Looking at putting a fish finder on the yak.  I see picks of other peoples rigs with all kinds of electronics mounted on their boats. How you power them? I know people are not hauling a 50lbs deep cycle battery.  Do they make yak specific models that are not 12 volt?


----------



## GAGE (Jun 22, 2011)

I use a 12V battery for my ff.

http://www.batterymart.com/p-12v-7a...m_medium=CPC&gclid=CL3218H8yakCFYjD7QodQiMjMg


----------



## rglinton66 (Jun 22, 2011)

Thanks for the link.  I had hoped there was a way to do it that would not add seven more pounds.


----------



## 83_Dawg (Jun 22, 2011)

GAGE said:


> I use a 12V battery for my ff.
> 
> http://www.batterymart.com/p-12v-7a...m_medium=CPC&gclid=CL3218H8yakCFYjD7QodQiMjMg



I bought a similar battery at Radio Shack for $20.00. It will power the FF almost the whole season on one charge.


----------



## GAGE (Jun 22, 2011)

A lot of people also use a bunch of AA batteries,   but the 12A works for me.


----------



## grandpa (Jun 22, 2011)

*battery*

I took industrial velco strip from lowe's , placed on bottom of battery & bottom of kayak works great


----------



## frankwright (Jun 22, 2011)

I use one of those 12v Lead Acid batteries also. Mine is in a Tupperware type box as seen in the picture.

You can get a holder at Radio Shack type stores and run it from rechargeable AA batteries also if you want to go that way.
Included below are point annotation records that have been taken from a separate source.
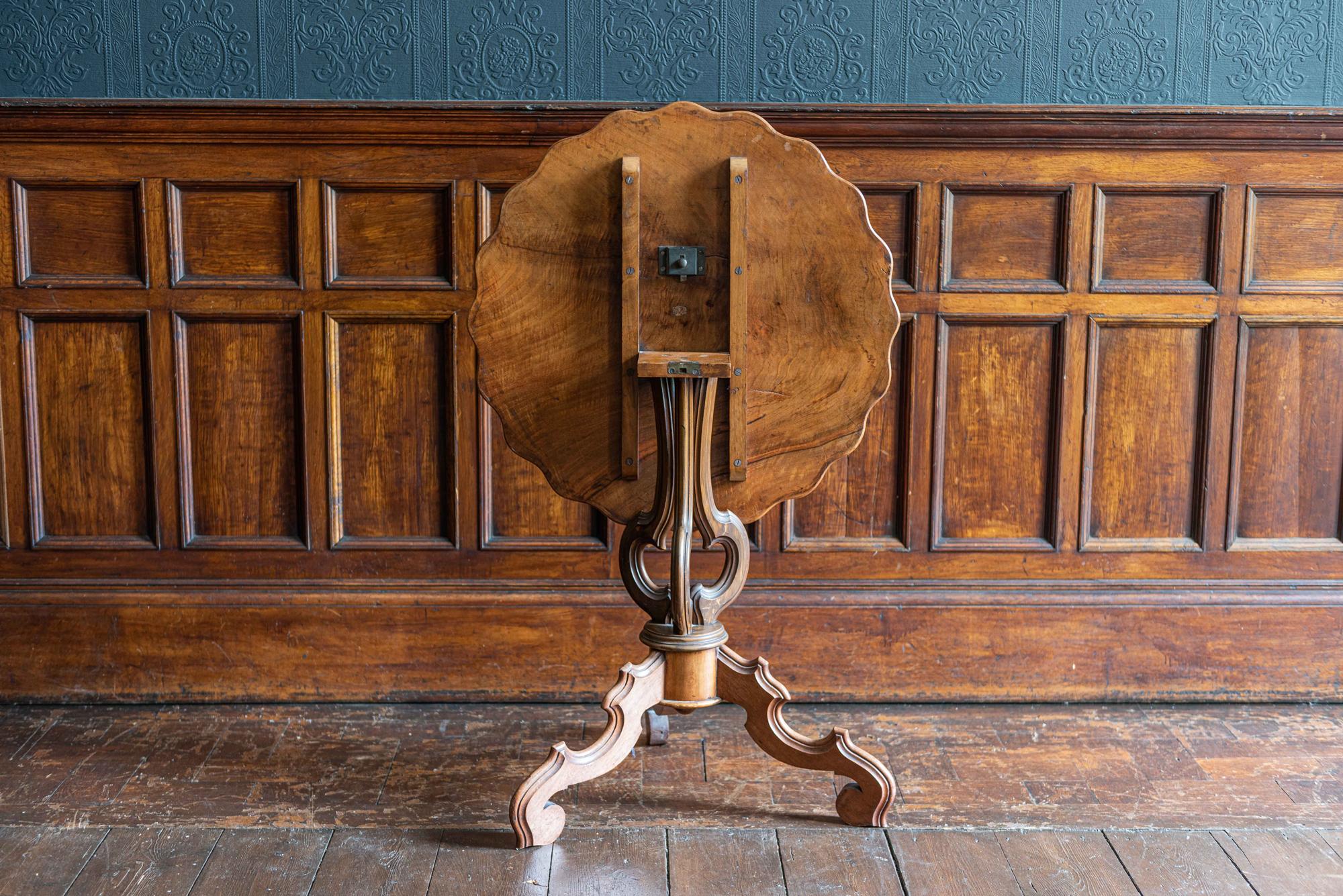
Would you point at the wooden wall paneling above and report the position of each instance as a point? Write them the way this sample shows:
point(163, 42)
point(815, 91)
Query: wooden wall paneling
point(393, 447)
point(234, 234)
point(862, 503)
point(390, 235)
point(241, 431)
point(1109, 648)
point(89, 430)
point(1005, 238)
point(80, 234)
point(894, 212)
point(997, 413)
point(1158, 238)
point(964, 613)
point(1286, 487)
point(1146, 434)
point(1293, 239)
point(518, 507)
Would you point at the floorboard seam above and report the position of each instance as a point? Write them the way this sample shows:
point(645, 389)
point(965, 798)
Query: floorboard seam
point(202, 870)
point(1232, 859)
point(312, 881)
point(895, 860)
point(88, 859)
point(1121, 859)
point(784, 867)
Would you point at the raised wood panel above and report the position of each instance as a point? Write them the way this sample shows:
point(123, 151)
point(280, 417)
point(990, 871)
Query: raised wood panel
point(367, 648)
point(393, 431)
point(242, 472)
point(234, 235)
point(999, 238)
point(73, 234)
point(1145, 452)
point(1293, 239)
point(996, 432)
point(520, 510)
point(1287, 440)
point(1157, 239)
point(390, 236)
point(894, 211)
point(862, 503)
point(89, 430)
point(1119, 619)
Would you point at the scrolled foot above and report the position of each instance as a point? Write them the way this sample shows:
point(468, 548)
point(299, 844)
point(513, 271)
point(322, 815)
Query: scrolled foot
point(537, 820)
point(749, 683)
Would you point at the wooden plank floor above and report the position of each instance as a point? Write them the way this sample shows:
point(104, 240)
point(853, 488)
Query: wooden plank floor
point(412, 799)
point(668, 860)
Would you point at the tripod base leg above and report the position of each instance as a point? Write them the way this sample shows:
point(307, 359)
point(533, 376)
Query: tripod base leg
point(537, 820)
point(749, 683)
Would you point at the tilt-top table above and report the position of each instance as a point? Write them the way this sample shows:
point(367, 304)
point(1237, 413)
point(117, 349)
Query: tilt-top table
point(684, 318)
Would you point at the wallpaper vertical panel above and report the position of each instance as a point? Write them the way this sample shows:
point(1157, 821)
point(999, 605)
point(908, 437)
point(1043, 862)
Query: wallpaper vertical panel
point(926, 51)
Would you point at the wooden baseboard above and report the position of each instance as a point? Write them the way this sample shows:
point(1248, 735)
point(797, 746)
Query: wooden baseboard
point(551, 644)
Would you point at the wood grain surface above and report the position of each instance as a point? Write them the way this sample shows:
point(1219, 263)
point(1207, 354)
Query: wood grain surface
point(198, 509)
point(550, 281)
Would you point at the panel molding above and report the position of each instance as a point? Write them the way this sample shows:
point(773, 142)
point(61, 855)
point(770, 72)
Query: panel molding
point(41, 538)
point(334, 279)
point(1216, 239)
point(178, 274)
point(26, 277)
point(1201, 498)
point(1064, 195)
point(340, 538)
point(1236, 542)
point(1054, 467)
point(1250, 282)
point(485, 193)
point(902, 379)
point(600, 538)
point(186, 479)
point(905, 281)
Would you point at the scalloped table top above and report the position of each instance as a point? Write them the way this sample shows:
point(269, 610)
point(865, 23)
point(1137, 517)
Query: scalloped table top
point(820, 310)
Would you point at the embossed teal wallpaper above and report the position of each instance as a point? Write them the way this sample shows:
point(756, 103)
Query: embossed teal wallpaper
point(919, 51)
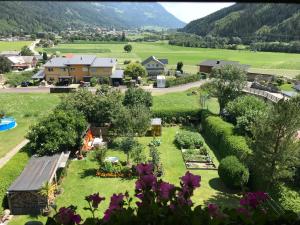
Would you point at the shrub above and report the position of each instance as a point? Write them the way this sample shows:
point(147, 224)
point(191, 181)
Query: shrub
point(188, 139)
point(232, 172)
point(220, 135)
point(182, 80)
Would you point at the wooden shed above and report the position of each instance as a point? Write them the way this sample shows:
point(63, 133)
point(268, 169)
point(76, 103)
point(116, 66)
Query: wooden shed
point(23, 195)
point(156, 126)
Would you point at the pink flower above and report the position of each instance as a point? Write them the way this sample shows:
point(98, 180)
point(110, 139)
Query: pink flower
point(116, 203)
point(190, 180)
point(144, 169)
point(165, 189)
point(95, 199)
point(145, 182)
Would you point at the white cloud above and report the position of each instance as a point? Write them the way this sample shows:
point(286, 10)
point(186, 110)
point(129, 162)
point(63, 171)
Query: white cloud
point(188, 11)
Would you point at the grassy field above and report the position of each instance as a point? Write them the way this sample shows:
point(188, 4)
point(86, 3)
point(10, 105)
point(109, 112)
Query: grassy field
point(26, 109)
point(280, 63)
point(13, 45)
point(81, 180)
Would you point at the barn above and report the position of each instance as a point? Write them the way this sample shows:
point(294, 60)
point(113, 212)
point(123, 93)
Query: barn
point(24, 194)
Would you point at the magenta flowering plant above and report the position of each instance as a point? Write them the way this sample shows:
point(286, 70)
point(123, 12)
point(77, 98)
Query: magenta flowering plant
point(161, 203)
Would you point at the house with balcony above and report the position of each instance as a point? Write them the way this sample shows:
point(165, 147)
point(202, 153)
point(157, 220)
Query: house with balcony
point(76, 68)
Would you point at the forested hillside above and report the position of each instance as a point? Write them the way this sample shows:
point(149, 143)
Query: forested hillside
point(263, 21)
point(56, 16)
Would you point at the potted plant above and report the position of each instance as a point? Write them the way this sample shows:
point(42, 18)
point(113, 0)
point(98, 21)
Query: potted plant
point(47, 191)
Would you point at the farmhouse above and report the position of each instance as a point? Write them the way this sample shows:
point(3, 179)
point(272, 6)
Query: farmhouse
point(22, 62)
point(155, 66)
point(24, 194)
point(76, 68)
point(207, 65)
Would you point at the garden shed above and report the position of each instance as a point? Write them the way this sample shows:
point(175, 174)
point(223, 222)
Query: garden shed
point(23, 195)
point(161, 81)
point(156, 126)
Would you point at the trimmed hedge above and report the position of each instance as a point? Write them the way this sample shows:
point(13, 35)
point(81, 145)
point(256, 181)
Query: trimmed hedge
point(174, 116)
point(183, 80)
point(9, 172)
point(233, 173)
point(220, 135)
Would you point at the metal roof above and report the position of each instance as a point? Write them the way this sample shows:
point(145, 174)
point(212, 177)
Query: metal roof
point(38, 171)
point(104, 62)
point(39, 75)
point(118, 74)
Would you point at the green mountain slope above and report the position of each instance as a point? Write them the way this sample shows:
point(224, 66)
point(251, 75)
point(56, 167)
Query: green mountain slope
point(55, 16)
point(246, 20)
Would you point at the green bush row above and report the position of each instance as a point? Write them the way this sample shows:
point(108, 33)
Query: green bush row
point(183, 80)
point(220, 135)
point(9, 172)
point(177, 116)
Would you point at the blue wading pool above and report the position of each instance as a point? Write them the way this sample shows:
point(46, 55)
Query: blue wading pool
point(7, 123)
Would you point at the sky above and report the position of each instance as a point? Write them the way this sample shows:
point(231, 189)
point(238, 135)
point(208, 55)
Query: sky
point(188, 11)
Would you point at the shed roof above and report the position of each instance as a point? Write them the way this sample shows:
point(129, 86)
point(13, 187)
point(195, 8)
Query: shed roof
point(38, 171)
point(118, 74)
point(156, 121)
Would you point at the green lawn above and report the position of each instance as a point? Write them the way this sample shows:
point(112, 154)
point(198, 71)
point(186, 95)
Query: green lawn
point(192, 56)
point(81, 180)
point(182, 101)
point(26, 109)
point(13, 45)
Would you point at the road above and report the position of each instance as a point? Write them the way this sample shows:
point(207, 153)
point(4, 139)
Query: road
point(178, 88)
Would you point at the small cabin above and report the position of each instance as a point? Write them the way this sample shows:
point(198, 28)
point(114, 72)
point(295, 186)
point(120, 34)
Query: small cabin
point(24, 194)
point(156, 127)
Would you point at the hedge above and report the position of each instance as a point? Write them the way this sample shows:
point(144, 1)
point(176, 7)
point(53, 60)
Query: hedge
point(183, 80)
point(220, 135)
point(9, 172)
point(174, 116)
point(233, 173)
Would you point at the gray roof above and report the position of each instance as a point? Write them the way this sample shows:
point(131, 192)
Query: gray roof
point(118, 74)
point(164, 61)
point(153, 58)
point(104, 62)
point(91, 60)
point(219, 63)
point(297, 87)
point(38, 171)
point(39, 75)
point(81, 60)
point(156, 121)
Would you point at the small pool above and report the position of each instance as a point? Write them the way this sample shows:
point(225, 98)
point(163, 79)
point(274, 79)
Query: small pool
point(7, 123)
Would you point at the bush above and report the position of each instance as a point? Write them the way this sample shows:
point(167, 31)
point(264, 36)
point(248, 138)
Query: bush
point(220, 135)
point(94, 81)
point(182, 80)
point(188, 139)
point(232, 172)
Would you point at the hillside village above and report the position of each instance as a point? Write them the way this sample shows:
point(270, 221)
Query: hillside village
point(104, 124)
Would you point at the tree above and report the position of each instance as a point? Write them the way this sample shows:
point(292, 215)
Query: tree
point(135, 70)
point(127, 145)
point(60, 131)
point(25, 51)
point(276, 153)
point(136, 96)
point(128, 48)
point(229, 81)
point(5, 65)
point(45, 57)
point(243, 111)
point(179, 67)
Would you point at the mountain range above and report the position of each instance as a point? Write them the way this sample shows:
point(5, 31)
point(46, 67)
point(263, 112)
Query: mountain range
point(31, 16)
point(272, 20)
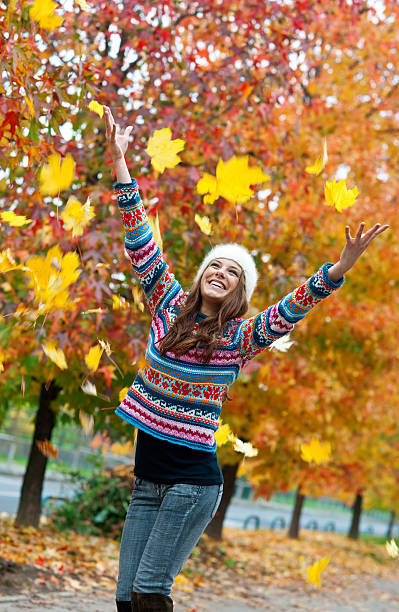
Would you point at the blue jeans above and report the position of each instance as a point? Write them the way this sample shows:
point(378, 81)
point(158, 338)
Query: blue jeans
point(163, 524)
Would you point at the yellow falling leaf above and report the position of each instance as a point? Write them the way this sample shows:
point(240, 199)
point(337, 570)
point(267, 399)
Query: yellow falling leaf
point(89, 388)
point(320, 162)
point(83, 5)
point(156, 231)
point(47, 449)
point(14, 220)
point(55, 354)
point(316, 451)
point(76, 215)
point(123, 393)
point(163, 150)
point(314, 572)
point(105, 346)
point(337, 194)
point(93, 310)
point(86, 422)
point(42, 11)
point(96, 107)
point(204, 224)
point(392, 549)
point(29, 104)
point(119, 303)
point(245, 447)
point(224, 434)
point(232, 182)
point(51, 277)
point(93, 357)
point(2, 360)
point(57, 175)
point(7, 261)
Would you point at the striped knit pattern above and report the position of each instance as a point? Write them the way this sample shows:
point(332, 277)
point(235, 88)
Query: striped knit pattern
point(179, 399)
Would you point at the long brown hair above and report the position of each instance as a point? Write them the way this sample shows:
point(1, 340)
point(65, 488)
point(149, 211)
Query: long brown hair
point(180, 338)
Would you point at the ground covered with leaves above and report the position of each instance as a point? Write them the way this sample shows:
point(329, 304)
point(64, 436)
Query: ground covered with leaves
point(244, 564)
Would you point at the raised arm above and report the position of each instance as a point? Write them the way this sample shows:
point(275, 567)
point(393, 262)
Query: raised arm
point(140, 247)
point(257, 333)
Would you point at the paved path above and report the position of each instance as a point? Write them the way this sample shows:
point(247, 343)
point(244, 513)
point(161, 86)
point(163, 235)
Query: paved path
point(380, 596)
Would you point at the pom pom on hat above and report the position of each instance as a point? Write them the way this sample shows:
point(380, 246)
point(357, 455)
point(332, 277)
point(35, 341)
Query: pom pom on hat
point(240, 255)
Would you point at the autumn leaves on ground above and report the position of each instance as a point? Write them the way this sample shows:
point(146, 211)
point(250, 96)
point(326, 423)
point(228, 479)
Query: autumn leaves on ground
point(243, 565)
point(270, 124)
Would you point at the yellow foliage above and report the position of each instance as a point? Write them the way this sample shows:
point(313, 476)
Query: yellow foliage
point(51, 277)
point(55, 354)
point(14, 220)
point(337, 194)
point(392, 549)
point(245, 448)
point(314, 572)
point(232, 182)
point(76, 215)
point(316, 451)
point(56, 175)
point(42, 11)
point(204, 224)
point(93, 357)
point(87, 422)
point(7, 262)
point(163, 150)
point(119, 303)
point(95, 106)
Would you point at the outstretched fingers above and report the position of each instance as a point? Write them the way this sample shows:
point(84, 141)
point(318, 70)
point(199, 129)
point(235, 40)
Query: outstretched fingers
point(375, 231)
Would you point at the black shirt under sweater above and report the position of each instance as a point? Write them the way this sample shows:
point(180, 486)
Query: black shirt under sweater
point(161, 462)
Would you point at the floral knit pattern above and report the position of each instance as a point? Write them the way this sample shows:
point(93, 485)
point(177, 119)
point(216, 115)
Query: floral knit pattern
point(179, 399)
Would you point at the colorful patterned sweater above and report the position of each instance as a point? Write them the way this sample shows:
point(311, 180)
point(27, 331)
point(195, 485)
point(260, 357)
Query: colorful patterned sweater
point(179, 399)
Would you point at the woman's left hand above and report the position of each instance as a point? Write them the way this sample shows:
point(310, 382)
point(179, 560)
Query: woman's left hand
point(354, 248)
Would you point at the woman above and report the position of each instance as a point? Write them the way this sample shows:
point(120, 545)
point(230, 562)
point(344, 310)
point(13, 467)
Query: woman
point(197, 345)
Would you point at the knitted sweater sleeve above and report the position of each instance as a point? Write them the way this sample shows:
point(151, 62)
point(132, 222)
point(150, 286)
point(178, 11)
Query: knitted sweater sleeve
point(257, 333)
point(145, 255)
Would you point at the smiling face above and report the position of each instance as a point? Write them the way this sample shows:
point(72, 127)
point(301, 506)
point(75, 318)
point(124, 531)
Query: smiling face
point(219, 280)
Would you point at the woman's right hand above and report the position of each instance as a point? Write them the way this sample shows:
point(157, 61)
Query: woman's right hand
point(117, 143)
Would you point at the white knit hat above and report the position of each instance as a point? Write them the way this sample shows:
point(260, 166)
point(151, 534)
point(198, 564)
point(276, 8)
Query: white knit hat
point(240, 255)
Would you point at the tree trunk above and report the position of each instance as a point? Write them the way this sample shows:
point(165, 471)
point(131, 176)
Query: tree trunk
point(293, 531)
point(357, 510)
point(214, 529)
point(391, 524)
point(30, 502)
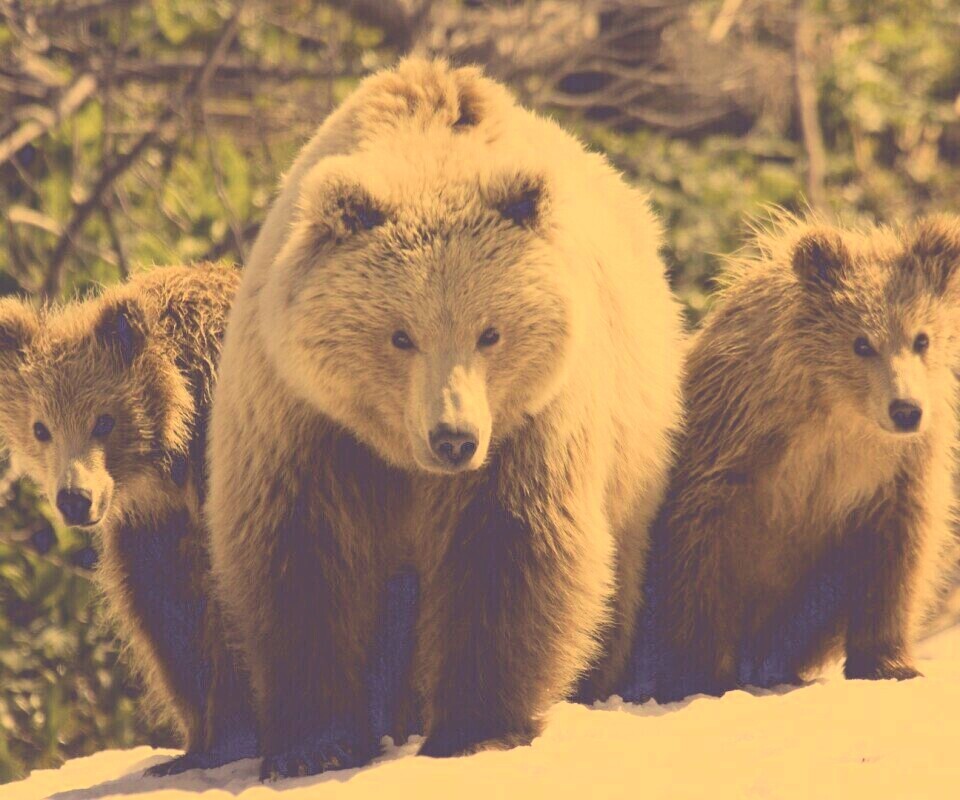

http://www.radioshack.com/product/index.jsp?productId=2062242


----------



## aznflycaster (Jun 22, 2011)

I currently use a 12 lithium ion ryobi battery drill to power just my fish finder. I had the drill already so I use the batteries in the drill around the house then charge them for the river. The 2 small batteries will power the unit for around 16 to 18 hrs.


----------



## EON (Jun 29, 2011)

I'm using the 7 pnd batt from Batterymart.  I'd like something lighter but I can get 2+ full days off a full charge.


----------



## Nitram4891 (Jul 1, 2011)

In a rush I bought two 6 volt lantern batteries from walmart and connected them in series.   They haven't run out yet but when they do I will be looking for something more permanent.


----------



## chipperdog (Jul 4, 2011)

get you a 9 hr battery out of emergency lighting set  up with the low amps have used it three days no trouble weighs less than 2 lbs


----------



## flyfish101 (Jul 20, 2011)

I rigged kayaks for Gander Mountain for fishing and used a 12 volt rechargable game feeder battery. It works very well and is what I use on my Ocean Kayak prowler 13. I do not have to charge very often even though I use the kayak a lot.


----------



## breampole (Jul 21, 2011)

I use a sealed lead acid battery I bought on the internet.  It may weight a couple of lbs.  About 2.5 inches wide 7 inches long and maybe 3.5- 4 inches high.   Gander mountain has a "kit" for 49.99 with free shipping.  It has 7a 12 volt battery like the one I have with abs plastic case and charger.  They also have the batteries either sealed lead acid or gel for $24+ change.  Everything at Gander ships free.


----------